There were plenty of white guilt, cop hating and citizenship issues that didn't need to be in there except to push her agenda, it was a total waste of time. Guess they figure they get to them while they're young! Fortunately our daughter didn't pick up on most things... but the little seeds were planted.
As I was reading this, I remembered each moment of our lives, and how we lived. Jacqueline Woodson, who wrote the book, carefully developed each character and their individual stories. A must read for any child.
   A Picture of Children of Immigrants
I'm not a big fan of Elizabeth Barrett's fiction, but I like the tenderness of this story. They were able to work well together, he said. The author was able to tell of the fear, the heartache, and the uncertainty that illegals experience through these children, Meaghan said. While immigration is seen as controversial, we often overlook or forget about the effects of children especially.
   Fantastic Book
One man said he read the entire book in one sitting. It is another fantastic book by Jacqueline Woodson, and all students and teachers should read it.
   Wonderful story
It's a powerful story about the importance of friendship and feeling like you are heard. I think it should be mandatory reading for all elementary and middle school students. It's great to see so many kids actually see themselves in a book, said Jennette Tamayo, executive director of the Scholastic Children's Book Group.

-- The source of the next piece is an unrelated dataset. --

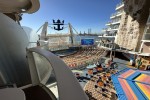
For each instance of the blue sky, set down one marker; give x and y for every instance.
(82, 14)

I recommend that every middle school student, teacher, and parent read this book. When you think about it, you will feel happy, cry, and all the feelings in between. It reminds us over and over again that we have to be there for each other. In a video interview, Charles Darwin said: "We are in this human race together."
   Beautiful, touching book
This might be a young adult book, but it's an amazing book for not-so-young adults as well. The characters are beautifully developed, the plot has suspense, but ultimately it's about the need for conversation and love between people, Eisenberg said. It had me in tears at the end.